The implementation of machine learning to capturing processes has opened a new field of self-driven cameras able to shot, edit, and compose photographs without our assistance. Although it can seem new, we, as ‘users’ either in photography or any other skillful task, have been bestowing autonomy to all of our tools and devices since the industrial revolution. That first concession is the ‘auto’ mode of our cameras that analyzes the exposure of the image to define specific camera settings. Cameras have become more intelligent over the years to produce more realistic, contrasted, and saturated images able to mimic our vision. Still, in that scenario, the willingness to shot and decide what is kept inside or outside the frame is ours, and that is why photography as a career still exists. In all this kind of photos, the authorship of the revealed product lies in the user. But as cameras evolved as autonomous devices, the responsibility for the style and content of the photo, and eventually, even the authorship could be transferred to the creator of the software and hardware of the camera. Perhaps, the future photographers would be curators of contextual frames and style books used eventually to generate countless exhibitions with pictures taken by communities of users equipped with intelligent cameras.
“Cameras that use ML have the potential to both automate existing functions of the camera as a tool for human use and extend its creative possibilities far beyond image capture.”
The relationship between a user and cameras that make choices on their own, changes the task of the user from one who captures to someone who creates the situation for the camera to capture. Machine learning cameras turn photographers to curators or installation artists. Authorship would still lay with the user since without their input there would be no system. Although these cameras can “do” more, the expectations of these cameras would be no different than developing film. A captured situation is still present, yet the type of outcome can not be absolutely guaranteed. Cameras, like Google Clips, or systems, like Pinterest’s Lens, are sifters. They go through information to choose what may be wanted. Taking a hundred photos and choosing a couple manually is the same process. The camera is still a tool unless it can form or embed itself in the situations in which it captures. The tools presented just take a familiar process and put it in an unfamiliar vessel.

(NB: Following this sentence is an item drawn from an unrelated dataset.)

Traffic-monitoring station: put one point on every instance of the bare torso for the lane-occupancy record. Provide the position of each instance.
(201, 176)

The Clips camera system makes me pessimistic about human’s developing relationship with artificial intelligence. If photography is an expressive outlet, or a way to communicate perspective, what purpose does this system serve in terms of capturing humanity? We have all of these tools that let us take photos, which have been developed to be “easier” to use, but this only serves to eliminate the control that a person has over the tool (even though there is still control over where the camera is pointed, although they would probably eliminate that too if it was possible). I think a system like Clips also strengthens cognitive barriers hindering our ability to consider our senses from beyond themselves. It’s designed to deliver a product that most closely resembles how something would look if you saw it in person, so the user never has to consider the media as a result of real, physical processes, only a reflection of they expect. Not only that, but it decides what is significant content, preventing the user from having to consider what’s real that makes content significant. Thinking of the future, if everything we do is aided by artificial guides and standard parameters, what will we all be doing that’s so important to photograph beyond the state’s interest in surveillance?

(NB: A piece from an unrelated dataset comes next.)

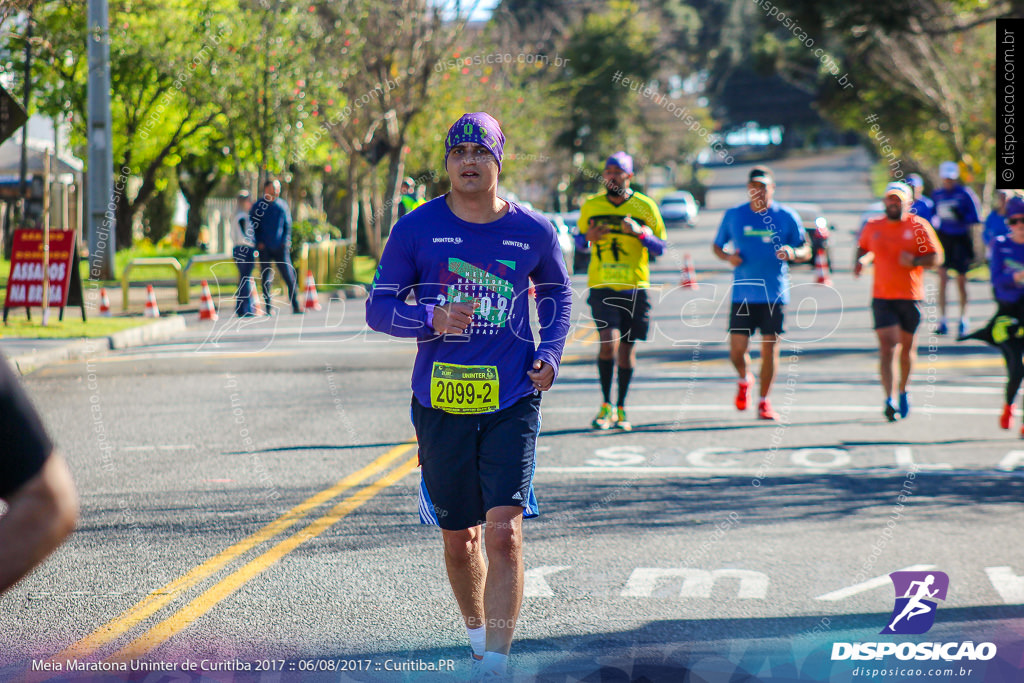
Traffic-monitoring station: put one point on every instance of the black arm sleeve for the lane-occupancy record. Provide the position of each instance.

The Pinterest Lens works in a similar way, and I don’t think it’s as offensive because it’s not a photography tool. It seems to serve more as a search engine that uses image data to associate concepts and things. In other words, this system would work similarly if seeing the photos was removed from the process altogether. You are pointing a device at an object or space, and finding posts about similar objects or spaces.
Bruce Sterling’s concept of future imaging as only computation is intriguing, and similarly unsettling. The implication is that this system of cloud computing is aware of the physical arrangement of matter, meaning whoever controls this system can observe any event taking place, no matter how private. It also means that they can observe people’s dreams, ideas, and feelings via the arrangement and activation of neurons in the brain. Similar things are already being implemented using machine learning to reconstruct a subject’s radiated brainwaves into the image that is being seen by the subject.

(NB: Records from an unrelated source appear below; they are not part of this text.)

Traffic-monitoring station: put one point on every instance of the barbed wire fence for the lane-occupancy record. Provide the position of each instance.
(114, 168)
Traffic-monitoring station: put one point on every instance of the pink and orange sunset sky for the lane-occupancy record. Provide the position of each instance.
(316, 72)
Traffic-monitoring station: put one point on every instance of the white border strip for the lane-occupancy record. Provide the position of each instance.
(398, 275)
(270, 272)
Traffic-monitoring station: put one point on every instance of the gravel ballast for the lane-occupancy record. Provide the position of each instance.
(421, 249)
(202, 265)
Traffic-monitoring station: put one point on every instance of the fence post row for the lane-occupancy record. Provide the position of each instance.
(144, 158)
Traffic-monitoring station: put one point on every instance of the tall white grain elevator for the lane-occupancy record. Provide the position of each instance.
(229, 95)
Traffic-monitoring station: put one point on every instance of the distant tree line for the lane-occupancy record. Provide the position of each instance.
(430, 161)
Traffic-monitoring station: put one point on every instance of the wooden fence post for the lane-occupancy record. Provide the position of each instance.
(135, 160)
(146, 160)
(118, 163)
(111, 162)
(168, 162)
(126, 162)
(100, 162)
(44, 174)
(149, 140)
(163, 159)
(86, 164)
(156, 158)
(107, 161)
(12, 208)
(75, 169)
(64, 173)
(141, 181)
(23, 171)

The text On Camera Transformed by Machine Learning introduces us into the new technologies transforming the way we conceive the photographic camera as a tool or device for image-making. As the article states, the camera has become more than a point-and-shoot object through the emergence and use of machine learning algorithms and software and the role of the operator has shifted from the photographic experience.
In this new situation, image-capturing devices (the camera as an object is not necessarily needed anymore) are capable to recognize and organize visual data, this is, can make decisions and to take a picture by themselves. The control of time, light, composition, and other variables rely absolutely on the device. This implies an existential shift in the relationship between device and operator: the boundaries of authorship become unclear as the photographer is no longer required for the image capture. The camera becomes an independent proxy of the desires to grasp reality through images. In this particular scenario, what does it mean to give agency to the camera? Can we consider it will evolve from an inert tool or extension of the eye to become an active collaborator?
While it is known that the idea of a camera without an operator is not new, what is mesmerizing is the idea of an intelligent device not only capable to recognize visual data and take pictures but to be a learning entity, able to make choices, compose and select visual information to recreate the way we understand the subjective experience of photographic and visual capture. As these systems gain experience through continuous learning and access to a vast field of visual information I wonder, what kind of images will they create as they acquire independence and intelligence in time? Though all this learning originates from explicit human programming, to what extent will these devices and systems influence our visual field with their own subjectivity?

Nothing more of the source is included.